Trade tensions, sluggish profits in the U.S., Brexit and concerns about China are some of the key challenges awaiting the new CEO of HSBC Holdings PLC, after the surprise departure of CEO John Flint on Aug. 5.
The decision to let Flint go after less than 18 months in the top job was "mutual," according to HSBC chair Mark Tucker. Noel Quinn, previously CEO of global business banking at HSBC, will take over as interim CEO while the bank considers both internal and external candidates for the job.
The news came as a surprise to the market, with S&P Global Ratings saying the rationale for Flint's removal was not clear, and that it primarily indicated the "increased ruthlessness" of HSBC's board.

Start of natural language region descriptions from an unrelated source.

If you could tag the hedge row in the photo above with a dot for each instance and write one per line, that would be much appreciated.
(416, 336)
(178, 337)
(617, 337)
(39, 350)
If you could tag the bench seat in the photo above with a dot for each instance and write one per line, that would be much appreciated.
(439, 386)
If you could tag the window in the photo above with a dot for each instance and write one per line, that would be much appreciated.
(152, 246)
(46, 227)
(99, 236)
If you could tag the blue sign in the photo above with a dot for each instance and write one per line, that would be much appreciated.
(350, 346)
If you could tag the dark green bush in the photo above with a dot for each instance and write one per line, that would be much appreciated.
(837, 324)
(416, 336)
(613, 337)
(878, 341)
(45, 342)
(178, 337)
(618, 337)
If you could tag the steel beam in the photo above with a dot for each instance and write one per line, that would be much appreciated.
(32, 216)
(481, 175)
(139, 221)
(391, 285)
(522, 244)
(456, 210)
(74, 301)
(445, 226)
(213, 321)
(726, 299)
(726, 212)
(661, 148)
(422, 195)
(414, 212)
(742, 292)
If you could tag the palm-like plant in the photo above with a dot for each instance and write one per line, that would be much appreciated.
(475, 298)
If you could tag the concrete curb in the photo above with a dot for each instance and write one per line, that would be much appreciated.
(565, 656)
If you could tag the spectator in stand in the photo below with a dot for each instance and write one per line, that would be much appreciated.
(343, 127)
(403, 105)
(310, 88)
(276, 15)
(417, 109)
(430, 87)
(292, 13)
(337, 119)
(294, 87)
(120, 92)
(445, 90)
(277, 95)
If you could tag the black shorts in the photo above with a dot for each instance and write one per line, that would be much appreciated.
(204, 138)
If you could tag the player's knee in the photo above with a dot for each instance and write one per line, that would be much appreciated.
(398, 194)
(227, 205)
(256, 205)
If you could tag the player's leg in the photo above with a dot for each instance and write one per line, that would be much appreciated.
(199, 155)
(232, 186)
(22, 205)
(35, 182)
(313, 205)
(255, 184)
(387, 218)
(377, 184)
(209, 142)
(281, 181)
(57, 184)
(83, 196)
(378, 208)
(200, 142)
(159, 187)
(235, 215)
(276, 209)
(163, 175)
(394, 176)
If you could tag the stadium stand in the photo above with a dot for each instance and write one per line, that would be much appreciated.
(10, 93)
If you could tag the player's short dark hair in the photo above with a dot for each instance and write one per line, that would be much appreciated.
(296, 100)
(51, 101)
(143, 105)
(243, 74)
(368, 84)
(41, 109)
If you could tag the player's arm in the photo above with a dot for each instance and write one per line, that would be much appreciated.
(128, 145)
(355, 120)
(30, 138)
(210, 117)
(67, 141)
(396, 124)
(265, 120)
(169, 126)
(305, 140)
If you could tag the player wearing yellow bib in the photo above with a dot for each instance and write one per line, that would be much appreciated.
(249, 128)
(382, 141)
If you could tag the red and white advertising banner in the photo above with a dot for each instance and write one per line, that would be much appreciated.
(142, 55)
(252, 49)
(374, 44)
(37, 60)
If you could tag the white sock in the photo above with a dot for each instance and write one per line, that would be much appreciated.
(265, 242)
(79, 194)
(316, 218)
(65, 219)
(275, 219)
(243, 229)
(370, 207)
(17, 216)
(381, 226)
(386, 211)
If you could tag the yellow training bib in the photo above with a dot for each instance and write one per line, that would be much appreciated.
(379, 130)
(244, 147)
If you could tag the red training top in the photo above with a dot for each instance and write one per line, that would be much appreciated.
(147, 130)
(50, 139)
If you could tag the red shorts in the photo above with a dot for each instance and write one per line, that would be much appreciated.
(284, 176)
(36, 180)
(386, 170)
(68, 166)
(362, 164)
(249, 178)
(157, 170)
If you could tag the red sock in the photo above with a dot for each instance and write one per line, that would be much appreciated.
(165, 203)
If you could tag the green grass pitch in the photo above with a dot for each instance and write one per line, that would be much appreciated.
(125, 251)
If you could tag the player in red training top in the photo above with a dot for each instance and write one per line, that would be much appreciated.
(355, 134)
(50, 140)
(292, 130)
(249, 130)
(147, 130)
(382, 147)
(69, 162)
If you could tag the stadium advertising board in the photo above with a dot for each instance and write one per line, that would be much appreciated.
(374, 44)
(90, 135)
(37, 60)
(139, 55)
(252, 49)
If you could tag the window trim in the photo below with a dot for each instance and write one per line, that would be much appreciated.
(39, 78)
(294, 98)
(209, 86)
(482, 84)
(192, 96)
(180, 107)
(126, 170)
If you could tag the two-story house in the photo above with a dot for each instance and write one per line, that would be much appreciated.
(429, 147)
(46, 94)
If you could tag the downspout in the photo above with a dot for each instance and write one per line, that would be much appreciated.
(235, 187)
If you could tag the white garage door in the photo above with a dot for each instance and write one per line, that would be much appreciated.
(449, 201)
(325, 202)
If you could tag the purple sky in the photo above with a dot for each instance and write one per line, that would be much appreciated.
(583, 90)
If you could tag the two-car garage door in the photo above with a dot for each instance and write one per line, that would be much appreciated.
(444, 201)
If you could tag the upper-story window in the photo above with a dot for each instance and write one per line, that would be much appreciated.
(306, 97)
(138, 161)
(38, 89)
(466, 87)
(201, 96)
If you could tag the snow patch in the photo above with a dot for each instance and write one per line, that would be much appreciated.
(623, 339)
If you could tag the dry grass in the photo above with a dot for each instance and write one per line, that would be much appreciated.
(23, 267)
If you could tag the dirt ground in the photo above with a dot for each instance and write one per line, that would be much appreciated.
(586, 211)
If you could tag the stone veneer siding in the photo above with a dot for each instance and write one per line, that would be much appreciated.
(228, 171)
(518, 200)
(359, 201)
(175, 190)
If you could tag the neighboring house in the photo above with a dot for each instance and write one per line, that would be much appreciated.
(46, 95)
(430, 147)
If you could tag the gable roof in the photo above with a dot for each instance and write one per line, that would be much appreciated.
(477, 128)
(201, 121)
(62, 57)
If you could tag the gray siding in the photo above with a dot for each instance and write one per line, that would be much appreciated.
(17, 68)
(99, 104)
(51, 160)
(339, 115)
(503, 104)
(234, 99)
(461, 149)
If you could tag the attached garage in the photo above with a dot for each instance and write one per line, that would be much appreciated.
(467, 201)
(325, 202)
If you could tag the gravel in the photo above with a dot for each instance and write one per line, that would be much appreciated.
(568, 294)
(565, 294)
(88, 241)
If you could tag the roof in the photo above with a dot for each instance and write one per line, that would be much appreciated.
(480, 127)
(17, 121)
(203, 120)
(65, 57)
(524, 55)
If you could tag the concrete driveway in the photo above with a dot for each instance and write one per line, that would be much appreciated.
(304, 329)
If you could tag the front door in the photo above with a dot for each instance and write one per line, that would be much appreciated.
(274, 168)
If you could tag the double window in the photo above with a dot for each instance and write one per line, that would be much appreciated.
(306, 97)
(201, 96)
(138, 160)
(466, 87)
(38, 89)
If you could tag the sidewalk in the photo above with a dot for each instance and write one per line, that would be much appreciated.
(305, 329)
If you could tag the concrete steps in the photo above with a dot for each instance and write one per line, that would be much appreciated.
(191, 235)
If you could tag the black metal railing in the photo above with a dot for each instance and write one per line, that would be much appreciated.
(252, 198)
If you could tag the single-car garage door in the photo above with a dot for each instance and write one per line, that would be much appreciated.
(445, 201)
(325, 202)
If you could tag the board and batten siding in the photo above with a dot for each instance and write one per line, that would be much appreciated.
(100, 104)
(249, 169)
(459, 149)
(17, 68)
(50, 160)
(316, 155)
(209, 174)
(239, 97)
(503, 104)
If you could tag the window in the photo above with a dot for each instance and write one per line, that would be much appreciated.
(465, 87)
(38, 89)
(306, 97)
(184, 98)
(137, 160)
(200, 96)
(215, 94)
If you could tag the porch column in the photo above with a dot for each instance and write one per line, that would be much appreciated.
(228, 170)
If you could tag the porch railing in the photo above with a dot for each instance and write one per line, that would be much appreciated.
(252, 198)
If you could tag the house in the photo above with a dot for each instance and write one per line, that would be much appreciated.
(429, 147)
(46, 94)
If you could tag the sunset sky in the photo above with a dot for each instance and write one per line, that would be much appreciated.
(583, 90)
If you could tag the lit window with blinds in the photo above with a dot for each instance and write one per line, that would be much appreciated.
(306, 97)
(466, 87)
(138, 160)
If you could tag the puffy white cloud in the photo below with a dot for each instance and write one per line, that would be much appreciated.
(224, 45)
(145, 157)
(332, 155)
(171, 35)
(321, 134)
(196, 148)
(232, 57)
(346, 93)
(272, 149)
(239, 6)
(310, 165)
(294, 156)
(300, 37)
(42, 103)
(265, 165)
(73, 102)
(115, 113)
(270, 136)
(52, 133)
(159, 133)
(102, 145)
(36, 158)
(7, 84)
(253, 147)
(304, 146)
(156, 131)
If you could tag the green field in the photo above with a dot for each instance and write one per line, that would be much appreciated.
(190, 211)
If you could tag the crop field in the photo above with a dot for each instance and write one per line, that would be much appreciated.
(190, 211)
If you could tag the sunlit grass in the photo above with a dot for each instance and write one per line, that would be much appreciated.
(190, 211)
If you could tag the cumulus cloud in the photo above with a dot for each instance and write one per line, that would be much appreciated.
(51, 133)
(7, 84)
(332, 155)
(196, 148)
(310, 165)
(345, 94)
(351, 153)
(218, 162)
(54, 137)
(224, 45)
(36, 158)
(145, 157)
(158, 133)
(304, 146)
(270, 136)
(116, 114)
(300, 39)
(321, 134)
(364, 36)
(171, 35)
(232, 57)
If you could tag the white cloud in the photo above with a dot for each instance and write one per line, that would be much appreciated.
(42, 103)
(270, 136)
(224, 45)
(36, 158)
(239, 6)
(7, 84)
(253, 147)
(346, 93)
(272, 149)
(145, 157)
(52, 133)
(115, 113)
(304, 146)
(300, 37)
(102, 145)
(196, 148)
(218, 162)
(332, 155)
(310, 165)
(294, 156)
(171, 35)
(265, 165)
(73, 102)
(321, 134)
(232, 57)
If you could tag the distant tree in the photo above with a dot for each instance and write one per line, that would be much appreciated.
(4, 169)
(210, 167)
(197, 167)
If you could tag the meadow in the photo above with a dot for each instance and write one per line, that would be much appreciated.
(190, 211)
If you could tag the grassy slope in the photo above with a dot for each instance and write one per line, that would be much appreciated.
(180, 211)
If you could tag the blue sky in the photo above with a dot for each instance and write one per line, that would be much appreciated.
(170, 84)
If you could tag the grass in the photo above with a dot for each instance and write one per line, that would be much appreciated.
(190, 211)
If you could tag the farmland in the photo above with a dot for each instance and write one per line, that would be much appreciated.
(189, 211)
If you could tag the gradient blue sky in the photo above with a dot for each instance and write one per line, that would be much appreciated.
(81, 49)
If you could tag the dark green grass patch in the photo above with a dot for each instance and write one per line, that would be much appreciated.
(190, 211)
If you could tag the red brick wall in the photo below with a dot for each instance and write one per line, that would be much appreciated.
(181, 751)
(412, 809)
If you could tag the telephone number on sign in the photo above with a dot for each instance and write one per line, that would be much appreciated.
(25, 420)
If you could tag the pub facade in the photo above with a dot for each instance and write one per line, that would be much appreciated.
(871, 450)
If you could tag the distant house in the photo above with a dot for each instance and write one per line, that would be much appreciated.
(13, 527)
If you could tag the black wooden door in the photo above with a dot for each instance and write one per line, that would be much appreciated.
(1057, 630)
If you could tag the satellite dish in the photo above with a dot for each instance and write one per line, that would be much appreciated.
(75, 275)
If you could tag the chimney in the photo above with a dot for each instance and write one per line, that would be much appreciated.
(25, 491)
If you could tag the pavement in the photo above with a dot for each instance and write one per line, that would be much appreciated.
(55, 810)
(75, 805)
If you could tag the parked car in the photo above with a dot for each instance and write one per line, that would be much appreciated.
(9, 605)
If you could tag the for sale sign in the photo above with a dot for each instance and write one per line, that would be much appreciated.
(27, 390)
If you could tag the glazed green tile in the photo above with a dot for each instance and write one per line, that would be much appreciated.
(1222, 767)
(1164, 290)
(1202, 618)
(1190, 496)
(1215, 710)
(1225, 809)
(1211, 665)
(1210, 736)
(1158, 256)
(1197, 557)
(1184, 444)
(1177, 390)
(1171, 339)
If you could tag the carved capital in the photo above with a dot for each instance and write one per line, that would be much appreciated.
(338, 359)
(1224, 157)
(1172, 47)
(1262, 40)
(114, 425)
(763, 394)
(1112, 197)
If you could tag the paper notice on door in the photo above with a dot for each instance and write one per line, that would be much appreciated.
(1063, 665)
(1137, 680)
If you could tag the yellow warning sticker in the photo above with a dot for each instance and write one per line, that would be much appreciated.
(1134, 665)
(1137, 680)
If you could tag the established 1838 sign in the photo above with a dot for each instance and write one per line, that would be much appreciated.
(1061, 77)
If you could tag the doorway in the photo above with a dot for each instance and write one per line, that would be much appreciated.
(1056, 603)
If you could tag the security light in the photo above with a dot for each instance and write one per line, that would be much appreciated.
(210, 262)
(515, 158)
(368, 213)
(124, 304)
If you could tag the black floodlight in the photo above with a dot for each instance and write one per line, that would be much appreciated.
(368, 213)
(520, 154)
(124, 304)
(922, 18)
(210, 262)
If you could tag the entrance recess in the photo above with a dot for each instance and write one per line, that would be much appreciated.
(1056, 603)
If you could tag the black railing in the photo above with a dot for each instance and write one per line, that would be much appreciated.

Nicholas Hyett, an equity analyst at Hargreaves Lansdown, said it was strange to be changing leadership again before Flint's reforms had a chance to bed in. The latter's strategy may not have been revolutionary but was "certainly not a disaster," and the bank had posted a strong set of earnings results for the first half, he wrote in a note.
But despite encouraging headline numbers, HSBC faces a raft of challenges as it looks to shore up a share price that lost close to 15% under Flint's tenure.
Trouble in the U.S.
One of the first problems that Quinn — and whoever is eventually appointed as CEO — will have to address is low profitability in the bank's U.S. business.
HSBC CFO Ewen Stevenson was explicit during the bank's first-half earnings call that low profitability in the U.S. had been, and would continue to be, a problem.
"We recognize that current returns in the U.S. are not acceptable, and it remains a firm priority of ours to improve these," he said.
The bank had set a target of increasing return on tangible equity in the U.S. business to 6% by 2020, but with the figure languishing at 2.5% at the end of the first half, it now acknowledges that it will miss this goal.
In light of the recent cut to interest rates in the U.S. — the Federal Reserve cut the overnight lending rate to 2% from 2.25% on Aug. 1, the first time in 11 years — HSBC's U.S. business will remain a "strategic challenge," Ian Gordon, an analyst covering banks at Investec, said in an interview.
Stevenson ruled out the divestiture of the U.S. business during the earnings call, and he also ruled out M&A. The U.S. is "critical" to HSBC's global business, and building scale through M&A would not solve any of the bank's challenges, he said.
The impact of ongoing global trade and tariff-related tensions is likely to be another headache for the new CEO.
"Trade tensions between U.S. and China are progressively impacting the growth outlook for both markets. We're responding to this changed revenue outlook with a tightened focus on cost," Stevenson said during the earnings call, adding that the bank was also slowing the pace of investments into those markets.
Given that HSBC has a particularly large trade finance business in China, continuing tensions could have a direct impact on profitability, Hyett said in an interview.
Cooling relations in China
On top of this, with HSBC reportedly on a list of foreign companies deemed "unreliable" by the Chinese government, doing business in one of the bank's most important Asian markets could also pose some challenges.
The bank allegedly gave information to U.S. prosecutors that helped them to build a case against Meng Wanzhou, finance director of Huawei Technologies Co. Ltd., who faces charges of wire fraud and breaking U.S. sanctions against Iran. Huawei has faced questions from countries concerned that its technology equipment might pose a national security threat.
"The nature of operating in emerging markets is that there is always a higher degree of political risk," Hyett said, adding that chilly relations with China's authorities could make it harder to do business in the country.
But while HSBC may be facing a political impasse, it has a very strong track record of doing business in the country to fall back on, Hyett noted. The bank, whose initials stand for "Hongkong and Shanghai Banking Corporation," has been present in China for more than 150 years.
It is also highly active in lending to the Belt and Road initiative, a flagship project of the Chinese government, Hyett noted.
Meanwhile, "Brexit remains unresolved with skewed risk to the downside," Stevenson told analysts during the earnings call.
With the U.K. slated to leave the EU on Oct. 31, and the terms of the departure still unclear, Brexit will be another challenge for the new CEO.
HSBC is a global bank, but its U.K. mortgage activity is a very important part of the business, Hyett said. This could be a source of vulnerability if Brexit leads to a downturn in the housing market.
"If we see a damaging Brexit, then the value of these assets will be hit," he told S&P Global Market Intelligence. "It's a long-term headwind that the bank will have to manage effectively."
But Investec's Gordon said he did not think Brexit would be a game-changer for HSBC, noting that the gains from the mortgage business are still looking "very strong."
The bank's book of U.K. first-lien residential mortgages increased to $128 billion at June 30, 2019, compared with $124 billion at the end of 2018.